Kenya’s President Uhuru Kenyatta this morning at State House, Nairobi signed the Division of Revenue Amendment Act to increase conditional allocations to the County Governments for the 2018/19 financial year.

The Division of Revenue law provides for the sharing of revenue raised nationally between the National and County governments.

The amended statute on Revenue allocation was presented to President Kenyatta by Senate Speaker Ken Lusaka and the Leader of the majority in the Senate Kipchumba Murkomen.

The schedule of allocations indicates that the total shareable Revenue between the National and County Governments stands at slightly over Sh1.688 trillion of which the National Government is allocated Sh1.370 trillion.

The new statute allocates County Governments over Sh 376.481 billion specifically meant to facilitate the Leasing of Medical Equipment (MES) , improve services at Level 5 Hospitals, finance the construction of County headquarters and compensation for user fees foregone.
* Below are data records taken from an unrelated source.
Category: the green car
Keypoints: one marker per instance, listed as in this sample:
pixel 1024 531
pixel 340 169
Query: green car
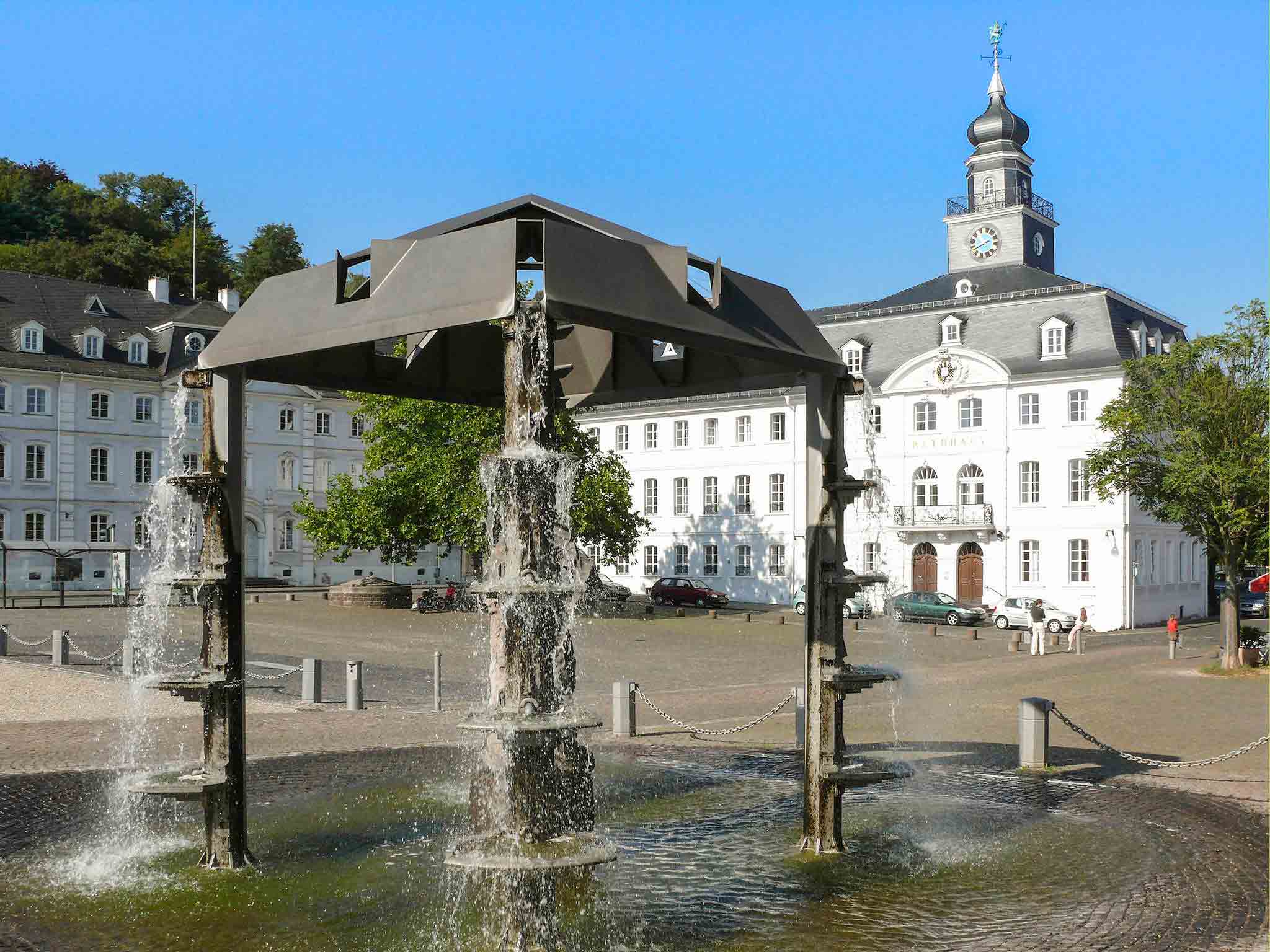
pixel 934 607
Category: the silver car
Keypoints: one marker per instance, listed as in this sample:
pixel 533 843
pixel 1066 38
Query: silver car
pixel 1016 614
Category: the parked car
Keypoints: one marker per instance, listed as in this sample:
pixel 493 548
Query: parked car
pixel 1016 614
pixel 686 592
pixel 935 606
pixel 856 607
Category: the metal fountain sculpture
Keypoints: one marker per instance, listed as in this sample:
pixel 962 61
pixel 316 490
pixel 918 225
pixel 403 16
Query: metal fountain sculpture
pixel 610 295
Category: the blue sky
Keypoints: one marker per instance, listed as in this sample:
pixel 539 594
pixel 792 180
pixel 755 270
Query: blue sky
pixel 809 145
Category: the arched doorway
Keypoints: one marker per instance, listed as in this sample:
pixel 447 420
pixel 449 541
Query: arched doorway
pixel 969 574
pixel 926 568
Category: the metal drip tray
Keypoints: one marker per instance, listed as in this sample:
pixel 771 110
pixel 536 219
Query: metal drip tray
pixel 502 851
pixel 516 723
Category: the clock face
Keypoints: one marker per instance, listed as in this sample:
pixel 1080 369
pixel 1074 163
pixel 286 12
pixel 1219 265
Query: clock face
pixel 985 242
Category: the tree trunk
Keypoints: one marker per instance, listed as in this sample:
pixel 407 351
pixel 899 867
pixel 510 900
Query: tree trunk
pixel 1231 616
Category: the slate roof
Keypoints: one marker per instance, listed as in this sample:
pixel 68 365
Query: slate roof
pixel 60 305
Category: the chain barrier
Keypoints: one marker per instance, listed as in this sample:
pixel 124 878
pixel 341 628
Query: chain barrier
pixel 716 733
pixel 1137 759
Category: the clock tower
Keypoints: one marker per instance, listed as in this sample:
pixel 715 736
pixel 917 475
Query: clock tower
pixel 1000 220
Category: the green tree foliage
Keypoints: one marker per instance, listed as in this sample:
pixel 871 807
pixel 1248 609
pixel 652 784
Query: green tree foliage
pixel 273 250
pixel 424 484
pixel 1189 437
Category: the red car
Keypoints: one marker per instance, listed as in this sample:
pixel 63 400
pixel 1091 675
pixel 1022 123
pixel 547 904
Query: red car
pixel 686 592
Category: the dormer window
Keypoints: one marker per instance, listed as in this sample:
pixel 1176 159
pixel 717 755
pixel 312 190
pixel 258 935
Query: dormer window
pixel 1053 339
pixel 139 351
pixel 950 330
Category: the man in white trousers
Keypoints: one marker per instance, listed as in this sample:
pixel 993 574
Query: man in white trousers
pixel 1038 627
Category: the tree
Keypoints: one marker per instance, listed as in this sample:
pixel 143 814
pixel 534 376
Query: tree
pixel 1189 438
pixel 426 487
pixel 275 250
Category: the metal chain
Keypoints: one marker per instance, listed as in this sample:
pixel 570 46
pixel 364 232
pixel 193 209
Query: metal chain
pixel 1137 759
pixel 703 730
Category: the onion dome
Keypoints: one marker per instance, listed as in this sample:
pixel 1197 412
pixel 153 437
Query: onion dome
pixel 997 125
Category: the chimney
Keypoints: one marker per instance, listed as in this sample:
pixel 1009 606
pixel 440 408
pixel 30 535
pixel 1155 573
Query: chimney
pixel 159 289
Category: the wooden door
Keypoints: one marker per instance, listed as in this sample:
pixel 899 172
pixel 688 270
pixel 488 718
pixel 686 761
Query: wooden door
pixel 969 574
pixel 926 568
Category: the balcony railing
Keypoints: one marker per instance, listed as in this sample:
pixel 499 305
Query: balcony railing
pixel 977 516
pixel 1005 198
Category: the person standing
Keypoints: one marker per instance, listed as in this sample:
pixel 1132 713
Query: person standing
pixel 1038 615
pixel 1080 626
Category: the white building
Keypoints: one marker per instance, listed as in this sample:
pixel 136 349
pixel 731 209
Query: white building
pixel 87 381
pixel 982 389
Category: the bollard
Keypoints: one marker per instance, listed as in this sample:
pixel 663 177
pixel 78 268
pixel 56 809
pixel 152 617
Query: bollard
pixel 60 648
pixel 1034 731
pixel 801 718
pixel 353 685
pixel 624 708
pixel 436 681
pixel 310 681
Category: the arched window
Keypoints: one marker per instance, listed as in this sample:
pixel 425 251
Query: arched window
pixel 926 487
pixel 969 485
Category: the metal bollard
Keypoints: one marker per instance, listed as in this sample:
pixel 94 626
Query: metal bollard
pixel 310 681
pixel 1034 731
pixel 353 685
pixel 624 708
pixel 60 648
pixel 801 718
pixel 436 681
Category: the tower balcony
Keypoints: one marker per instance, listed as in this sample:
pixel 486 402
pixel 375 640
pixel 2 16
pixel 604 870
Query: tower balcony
pixel 1002 198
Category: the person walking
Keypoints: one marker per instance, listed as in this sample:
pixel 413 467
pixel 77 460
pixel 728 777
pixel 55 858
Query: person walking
pixel 1038 615
pixel 1080 626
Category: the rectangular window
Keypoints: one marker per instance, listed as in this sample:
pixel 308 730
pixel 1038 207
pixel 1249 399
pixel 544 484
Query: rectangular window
pixel 710 433
pixel 35 527
pixel 98 465
pixel 99 527
pixel 744 501
pixel 681 433
pixel 1078 560
pixel 1029 560
pixel 710 560
pixel 37 461
pixel 144 466
pixel 681 559
pixel 1029 409
pixel 870 558
pixel 972 413
pixel 1078 480
pixel 776 493
pixel 1029 482
pixel 651 436
pixel 1077 404
pixel 710 495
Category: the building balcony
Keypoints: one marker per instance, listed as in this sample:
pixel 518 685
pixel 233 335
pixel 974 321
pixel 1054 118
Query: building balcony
pixel 1003 198
pixel 941 518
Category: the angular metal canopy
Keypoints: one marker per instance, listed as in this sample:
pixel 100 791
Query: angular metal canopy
pixel 443 288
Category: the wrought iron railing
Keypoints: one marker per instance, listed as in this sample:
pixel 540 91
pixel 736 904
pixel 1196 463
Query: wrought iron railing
pixel 1005 198
pixel 934 517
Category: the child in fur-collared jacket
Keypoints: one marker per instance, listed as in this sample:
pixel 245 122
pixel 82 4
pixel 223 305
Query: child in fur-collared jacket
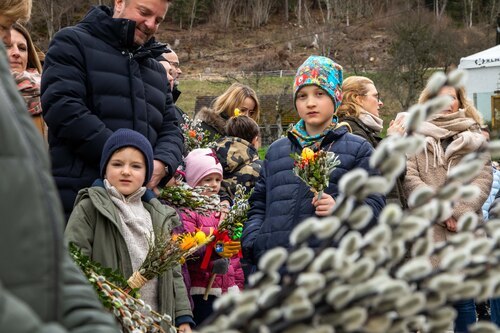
pixel 280 199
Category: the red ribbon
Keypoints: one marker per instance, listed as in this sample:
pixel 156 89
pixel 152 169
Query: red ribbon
pixel 219 237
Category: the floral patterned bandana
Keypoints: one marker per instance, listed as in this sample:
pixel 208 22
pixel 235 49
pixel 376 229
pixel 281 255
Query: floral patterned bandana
pixel 322 72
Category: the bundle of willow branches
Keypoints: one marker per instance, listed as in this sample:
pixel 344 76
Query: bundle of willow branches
pixel 381 281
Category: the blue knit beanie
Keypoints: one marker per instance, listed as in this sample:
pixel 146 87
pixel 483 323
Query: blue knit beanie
pixel 128 138
pixel 322 72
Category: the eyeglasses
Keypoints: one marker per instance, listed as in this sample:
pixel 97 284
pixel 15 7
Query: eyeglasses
pixel 377 96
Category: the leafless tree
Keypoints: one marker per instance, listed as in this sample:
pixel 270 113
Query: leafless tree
pixel 223 11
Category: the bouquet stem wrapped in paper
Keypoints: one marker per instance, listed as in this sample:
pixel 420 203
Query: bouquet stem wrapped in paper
pixel 314 168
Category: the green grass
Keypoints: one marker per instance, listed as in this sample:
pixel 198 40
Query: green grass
pixel 191 88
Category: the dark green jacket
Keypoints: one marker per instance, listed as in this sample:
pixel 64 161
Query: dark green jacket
pixel 41 289
pixel 95 227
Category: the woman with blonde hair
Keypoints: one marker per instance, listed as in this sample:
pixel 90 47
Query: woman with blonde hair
pixel 237 96
pixel 450 134
pixel 360 109
pixel 26 69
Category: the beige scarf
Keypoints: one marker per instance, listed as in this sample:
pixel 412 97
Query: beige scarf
pixel 464 132
pixel 136 228
pixel 372 121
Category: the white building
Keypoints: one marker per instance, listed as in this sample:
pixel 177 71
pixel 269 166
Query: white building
pixel 483 79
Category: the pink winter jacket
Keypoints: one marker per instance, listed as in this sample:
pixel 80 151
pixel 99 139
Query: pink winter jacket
pixel 232 281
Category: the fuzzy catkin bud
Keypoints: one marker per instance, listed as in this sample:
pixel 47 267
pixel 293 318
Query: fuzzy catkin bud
pixel 378 236
pixel 454 261
pixel 350 243
pixel 415 269
pixel 378 324
pixel 299 259
pixel 412 304
pixel 353 318
pixel 339 296
pixel 445 282
pixel 325 228
pixel 390 215
pixel 361 270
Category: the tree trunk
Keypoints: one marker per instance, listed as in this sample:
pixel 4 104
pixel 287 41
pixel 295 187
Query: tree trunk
pixel 286 10
pixel 299 12
pixel 193 15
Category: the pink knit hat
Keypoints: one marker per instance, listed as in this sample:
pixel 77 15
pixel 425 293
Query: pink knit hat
pixel 199 164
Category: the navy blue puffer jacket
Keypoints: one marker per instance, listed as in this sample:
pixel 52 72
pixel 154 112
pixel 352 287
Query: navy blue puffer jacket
pixel 96 81
pixel 281 200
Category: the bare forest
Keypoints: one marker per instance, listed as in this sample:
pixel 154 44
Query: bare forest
pixel 395 40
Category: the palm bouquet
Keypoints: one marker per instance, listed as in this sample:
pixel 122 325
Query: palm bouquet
pixel 184 197
pixel 314 168
pixel 164 253
pixel 194 136
pixel 132 313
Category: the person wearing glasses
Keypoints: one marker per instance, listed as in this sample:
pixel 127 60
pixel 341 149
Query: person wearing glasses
pixel 170 61
pixel 360 109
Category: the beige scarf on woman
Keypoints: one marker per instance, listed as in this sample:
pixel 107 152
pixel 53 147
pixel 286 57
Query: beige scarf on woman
pixel 464 131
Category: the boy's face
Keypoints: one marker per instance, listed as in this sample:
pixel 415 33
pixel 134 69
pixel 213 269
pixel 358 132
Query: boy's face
pixel 212 180
pixel 126 170
pixel 315 107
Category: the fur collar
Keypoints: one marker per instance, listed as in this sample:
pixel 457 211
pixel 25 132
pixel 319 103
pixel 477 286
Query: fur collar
pixel 212 119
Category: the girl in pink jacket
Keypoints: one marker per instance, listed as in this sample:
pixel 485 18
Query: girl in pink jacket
pixel 204 169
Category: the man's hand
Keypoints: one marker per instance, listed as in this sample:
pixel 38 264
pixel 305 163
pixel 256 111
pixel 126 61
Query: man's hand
pixel 158 174
pixel 324 206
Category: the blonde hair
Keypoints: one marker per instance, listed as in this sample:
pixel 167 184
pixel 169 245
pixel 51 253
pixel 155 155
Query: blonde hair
pixel 16 9
pixel 33 59
pixel 352 88
pixel 463 103
pixel 232 98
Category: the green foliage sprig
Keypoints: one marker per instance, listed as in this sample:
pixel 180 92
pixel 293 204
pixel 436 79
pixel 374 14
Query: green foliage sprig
pixel 131 312
pixel 237 215
pixel 314 168
pixel 184 197
pixel 195 137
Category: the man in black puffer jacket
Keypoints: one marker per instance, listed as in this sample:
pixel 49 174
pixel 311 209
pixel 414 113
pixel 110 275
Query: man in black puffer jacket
pixel 99 76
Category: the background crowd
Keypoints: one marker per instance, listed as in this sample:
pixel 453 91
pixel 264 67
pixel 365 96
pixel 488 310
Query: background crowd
pixel 104 108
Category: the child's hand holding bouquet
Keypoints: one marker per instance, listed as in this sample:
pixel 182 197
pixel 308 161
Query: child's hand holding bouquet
pixel 314 168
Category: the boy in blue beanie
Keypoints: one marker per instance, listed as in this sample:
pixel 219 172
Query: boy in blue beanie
pixel 112 219
pixel 281 200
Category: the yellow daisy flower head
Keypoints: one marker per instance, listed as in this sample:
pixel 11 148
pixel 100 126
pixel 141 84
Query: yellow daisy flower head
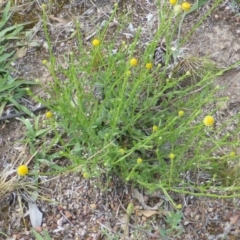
pixel 49 114
pixel 129 73
pixel 180 113
pixel 149 66
pixel 208 121
pixel 186 6
pixel 44 62
pixel 121 151
pixel 155 128
pixel 171 156
pixel 86 175
pixel 177 9
pixel 139 161
pixel 44 7
pixel 22 170
pixel 133 62
pixel 95 42
pixel 173 2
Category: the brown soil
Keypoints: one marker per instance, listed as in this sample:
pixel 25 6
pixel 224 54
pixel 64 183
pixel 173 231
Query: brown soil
pixel 79 208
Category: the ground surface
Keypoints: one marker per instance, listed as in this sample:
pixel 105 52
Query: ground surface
pixel 80 210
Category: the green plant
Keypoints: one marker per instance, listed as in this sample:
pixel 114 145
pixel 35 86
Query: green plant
pixel 114 111
pixel 11 89
pixel 174 227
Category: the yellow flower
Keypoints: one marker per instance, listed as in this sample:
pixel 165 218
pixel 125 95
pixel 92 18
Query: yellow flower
pixel 232 154
pixel 171 156
pixel 44 62
pixel 180 113
pixel 177 9
pixel 208 121
pixel 85 175
pixel 44 7
pixel 172 2
pixel 139 161
pixel 155 128
pixel 133 62
pixel 48 114
pixel 129 73
pixel 22 170
pixel 95 42
pixel 149 66
pixel 186 6
pixel 121 151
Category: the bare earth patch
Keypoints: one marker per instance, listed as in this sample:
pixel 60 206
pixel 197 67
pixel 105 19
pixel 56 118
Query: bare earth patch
pixel 80 208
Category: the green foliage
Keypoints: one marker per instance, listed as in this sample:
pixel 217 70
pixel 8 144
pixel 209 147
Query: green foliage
pixel 7 33
pixel 173 219
pixel 38 236
pixel 108 108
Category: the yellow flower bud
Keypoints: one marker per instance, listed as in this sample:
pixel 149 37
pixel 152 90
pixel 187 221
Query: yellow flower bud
pixel 48 114
pixel 186 6
pixel 171 156
pixel 139 161
pixel 95 42
pixel 149 66
pixel 155 128
pixel 172 2
pixel 177 9
pixel 133 62
pixel 180 113
pixel 208 121
pixel 22 170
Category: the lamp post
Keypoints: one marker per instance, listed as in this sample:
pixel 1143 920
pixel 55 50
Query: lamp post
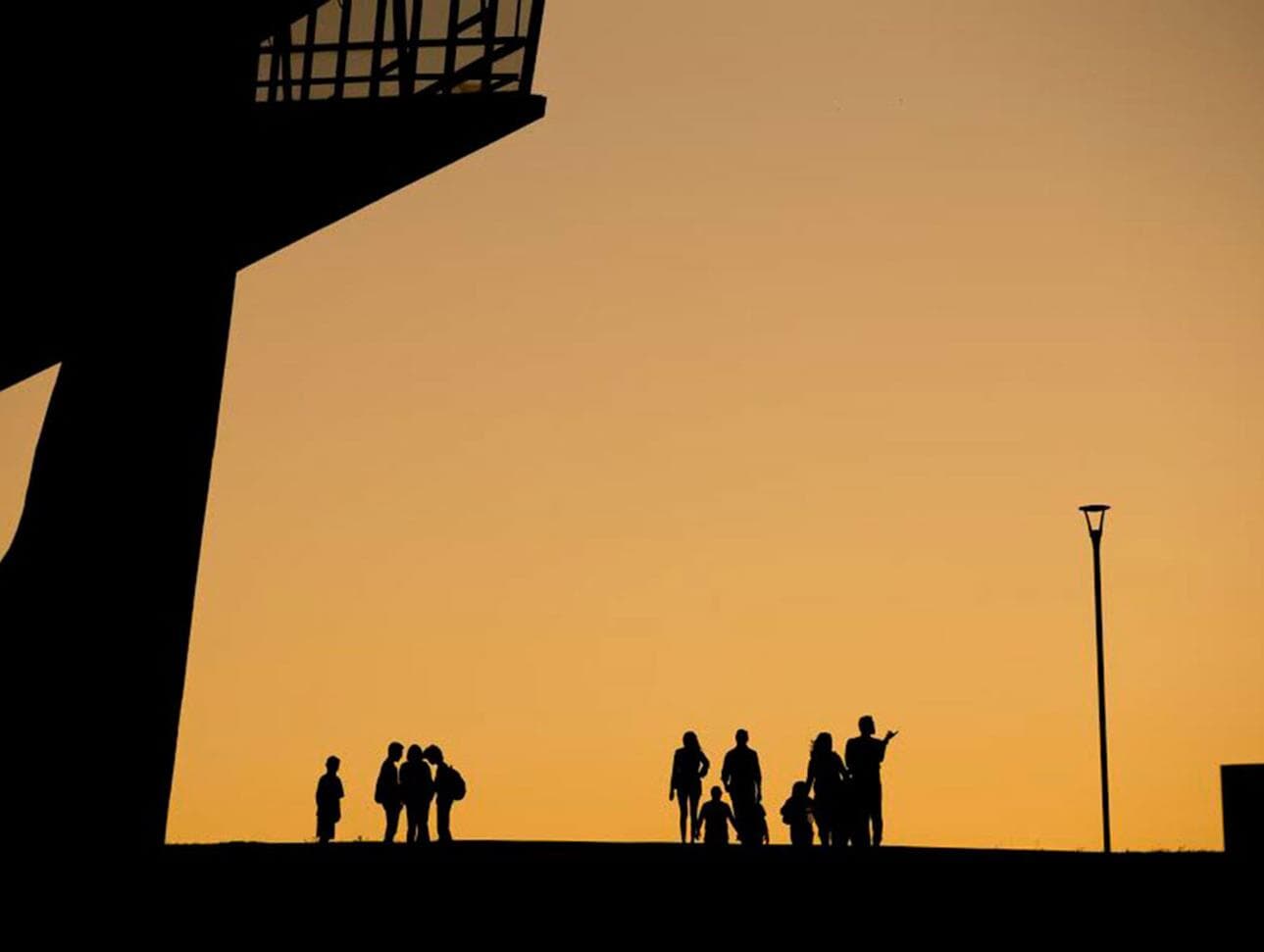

Under the increased allocations, County Government Equitable Share stands at Sh 314 billion and the County Equalization Fund at Sh4.7 billion.

The National Government’s share under the increased allocations includes Sh4.3 billion earmarked as a special grant to the National Health Insurance Fund (NHIF) for the Free Maternal Health Care which is supposed to be disbursed as reimbursement to county governments.